Alyssa kamerasını tüm yolculuk boyunca açık tutmuştu ama o bile arabadaki tuhaf sessizliği önlemeyemiyordu. Neptün'ün Kılıcı'na gideceklerini söylemişti kardeşi. Alyssa birkaç kez gördüğünü hatırlıyordu ve yolu da biliyordu. Fazla uzak değildi. Alyssa'nın beyni yine boş durmamış Neptün'ün Kılıcı ismini düşünmeye başlamıştı. Alyssa bunun olmasından nefret ediyordu. Kendini alamıyordu ama. Neptün'ün mitolojide gerçekten bir kılıcı var mıydı? Alyssa olduğundan pek emin değildi. Gerçi mitoloji diğer tüm inançların olduğu gibi gereksiz ve saçma değil miydi zaten? Ama pagan dinleri gerçekten daha saçmaydı. Birbirleri ile çakışan işleri yapmak için birden fazla tanrıları vardı. Bu her şeyden önce verimsizdi. Dinlerin verimsiz olmasının yanı sıra insanlar tarih boyunca Tanrı ya da Tanrılar adına veya tam tersi Tanrı ya da Tanrılara karşı savaş çıkarmışlardı. Dinler insanların kan dökmek için uydurduğu bahanelere dayanıyordu ona göre. Tabi ki mitolojinin getirdiği kültürel derinliğe saygılıydı gerçekten çok yaratıcıydı ama yukarıda biri olamayacak kadar-

" Lyssa, inmeyecek misin? " diye soran kardeşi Alyssa sonunda düşünce zincirinden çıkartmıştı. Kardeşine hatrı sayılır bir süre boyunca boş boş baktı. " Lyssa, bir şey mi oldu? " diye sordu kardeşi merakla.

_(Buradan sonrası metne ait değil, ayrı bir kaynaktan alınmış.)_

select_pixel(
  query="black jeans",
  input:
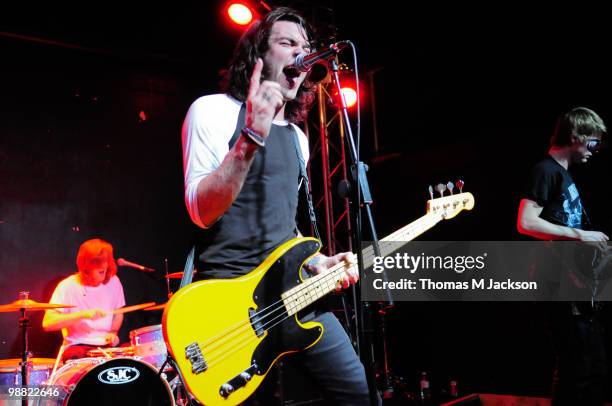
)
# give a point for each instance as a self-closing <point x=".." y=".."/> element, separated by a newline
<point x="581" y="367"/>
<point x="332" y="364"/>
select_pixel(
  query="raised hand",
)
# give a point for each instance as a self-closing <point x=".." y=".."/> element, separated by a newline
<point x="263" y="102"/>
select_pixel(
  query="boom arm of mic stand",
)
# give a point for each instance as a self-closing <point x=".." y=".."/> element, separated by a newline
<point x="361" y="193"/>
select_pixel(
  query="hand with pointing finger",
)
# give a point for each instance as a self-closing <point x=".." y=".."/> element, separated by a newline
<point x="263" y="102"/>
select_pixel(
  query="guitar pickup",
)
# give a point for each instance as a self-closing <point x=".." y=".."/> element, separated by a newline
<point x="194" y="354"/>
<point x="255" y="322"/>
<point x="238" y="381"/>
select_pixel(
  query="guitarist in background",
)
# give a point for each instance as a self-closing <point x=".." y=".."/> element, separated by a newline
<point x="241" y="158"/>
<point x="551" y="209"/>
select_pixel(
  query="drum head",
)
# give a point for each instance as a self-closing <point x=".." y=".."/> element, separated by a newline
<point x="121" y="381"/>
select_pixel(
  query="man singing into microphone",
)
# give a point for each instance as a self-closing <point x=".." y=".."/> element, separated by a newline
<point x="95" y="291"/>
<point x="241" y="156"/>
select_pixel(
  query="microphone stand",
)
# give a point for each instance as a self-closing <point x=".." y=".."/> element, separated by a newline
<point x="360" y="198"/>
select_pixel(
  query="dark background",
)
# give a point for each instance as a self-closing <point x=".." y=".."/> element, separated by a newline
<point x="91" y="105"/>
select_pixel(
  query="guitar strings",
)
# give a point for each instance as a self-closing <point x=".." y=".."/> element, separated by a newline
<point x="246" y="325"/>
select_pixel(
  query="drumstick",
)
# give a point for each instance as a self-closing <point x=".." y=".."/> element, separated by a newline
<point x="132" y="308"/>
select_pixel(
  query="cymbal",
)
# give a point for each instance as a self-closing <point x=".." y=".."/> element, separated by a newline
<point x="177" y="275"/>
<point x="29" y="304"/>
<point x="133" y="308"/>
<point x="158" y="307"/>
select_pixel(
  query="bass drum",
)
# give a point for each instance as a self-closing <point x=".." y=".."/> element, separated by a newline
<point x="119" y="381"/>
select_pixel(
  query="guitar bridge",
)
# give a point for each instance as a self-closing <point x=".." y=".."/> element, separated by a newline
<point x="238" y="381"/>
<point x="194" y="354"/>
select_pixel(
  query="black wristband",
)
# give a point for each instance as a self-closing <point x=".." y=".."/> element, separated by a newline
<point x="253" y="136"/>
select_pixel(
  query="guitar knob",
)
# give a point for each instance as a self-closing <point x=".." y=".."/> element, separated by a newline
<point x="226" y="389"/>
<point x="450" y="187"/>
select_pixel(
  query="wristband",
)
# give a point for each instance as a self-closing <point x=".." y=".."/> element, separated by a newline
<point x="253" y="136"/>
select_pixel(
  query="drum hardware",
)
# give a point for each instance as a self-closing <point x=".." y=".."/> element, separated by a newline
<point x="22" y="305"/>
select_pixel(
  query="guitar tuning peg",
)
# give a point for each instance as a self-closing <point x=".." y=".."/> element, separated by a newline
<point x="440" y="188"/>
<point x="450" y="187"/>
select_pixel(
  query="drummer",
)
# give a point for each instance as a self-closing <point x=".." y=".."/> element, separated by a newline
<point x="95" y="291"/>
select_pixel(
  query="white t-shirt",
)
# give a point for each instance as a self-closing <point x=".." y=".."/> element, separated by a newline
<point x="107" y="296"/>
<point x="207" y="130"/>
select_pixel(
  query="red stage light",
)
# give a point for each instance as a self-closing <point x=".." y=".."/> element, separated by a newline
<point x="350" y="96"/>
<point x="240" y="13"/>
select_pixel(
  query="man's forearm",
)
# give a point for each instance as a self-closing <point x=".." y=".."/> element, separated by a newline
<point x="217" y="192"/>
<point x="545" y="230"/>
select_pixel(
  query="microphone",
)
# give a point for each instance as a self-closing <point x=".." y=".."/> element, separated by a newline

" Hayır iyiyim. Sadece dalmışım. " diye açıkladı Alyssa arabadan inerken. Alyssa burayı seviyordu her ne kadar ismi kafasını karıştırsa da. Deniz kıyısında küçük bir yerdi, kendi çapında bir kitlesi vardı ama Alyssa'nın asla tanıdık bir yüz görmeyeceği bir yerdi. Alyssa buraya gelenlerin çoğunun ismini öğrenmişti zamanla ama onların kendisini fark ettiklerinden emin değildi. Instagram'daki fotoğtaflarınızda olmasını isteyeceğiniz bir yer değildi bir çoğuna göre. Ama Alyssa burayı gerçekten seviyordu, hatta belki de bu yüzden seviyordu küçük olduğu için. Kumsala konulmuş masalardan birine oturdular. Alyssa ayakkabılarını çıkardı, çıplak ayaklarıyla kumda olmayı seviyordu. Ne yaptığını gören Daniel gülümsedi. Kendilerine doğru gelmekte olan garson doğrudan kardeşinin gözlerinin içine bakıyordu. Garson onlardan kesinlikle büyüktü belki on altı yaşındaydı belki daha büyük ama kardeşini olduğundan daha büyük sandığı kesindi. Garson siparişlerini aldı.

" Sence projeyi bitirebilecek miyiz? " diye sordu Alyssa. Daniel elin saçının içinden geçirirken cevap verdi.

" Bilmiyorum. " dedi oğlan. " Alyssa kalkıştığımız işin bizi gerçekten aşıyor olabileceğini düşündün mü? Sadece lise öğrencileriyiz. " diye sordu başını sallarken.

" Bu işe başlamadan önce de biliyorduk bunun iki lise öğrencisi olduğumuzu biliyorduk." diye itiraz etti Alyssa. Beş kişinin altından kalkmayacağı bir şey olduğunu Alyssa da biliyordu. Bu yüzden babasının sahip olduğu şirketlerden birinde çalışmaya başlamışlardı. Arkasında bir sürü araştırmacısı desteği vardı. Başarılı olup olmayacağı belli değildi, imkansız diyordu birçokları.

" Daniel, haklı Alyssa ne kadar zeki olsan da hala küçüksün. Ben daha liseye geçmedim." dedi Tyler. Garson elinde siparişleriyle geldi. Daniel ve Tyler için hamburger ve patates Alyssa için soğuk kahve. Alyssa içebilir miydi bilmiyordu ama üzerini krema kaplı istemişti. Garson kız ilk önce oğlanlara sonra da Alyssa'ya baktı. Kızın dolgun dudakları, hafif kalkık kaşları vardı. Birinin kendisini keşfetmesini istiyorsa daha popüler bir kafede çalışmak işine yarayabilirdi. Kız gerçekten garson olarak kalamayacak kadar fazla güzeldi. " Burası Los Angeles, evsizlerin bile IMDB sayfası var. " diye alıntı yaptı kardeşi garson gider gitmez. Alyssa güldü. Ne düşündüğü gerçekten o kadar belli oluyor muydu?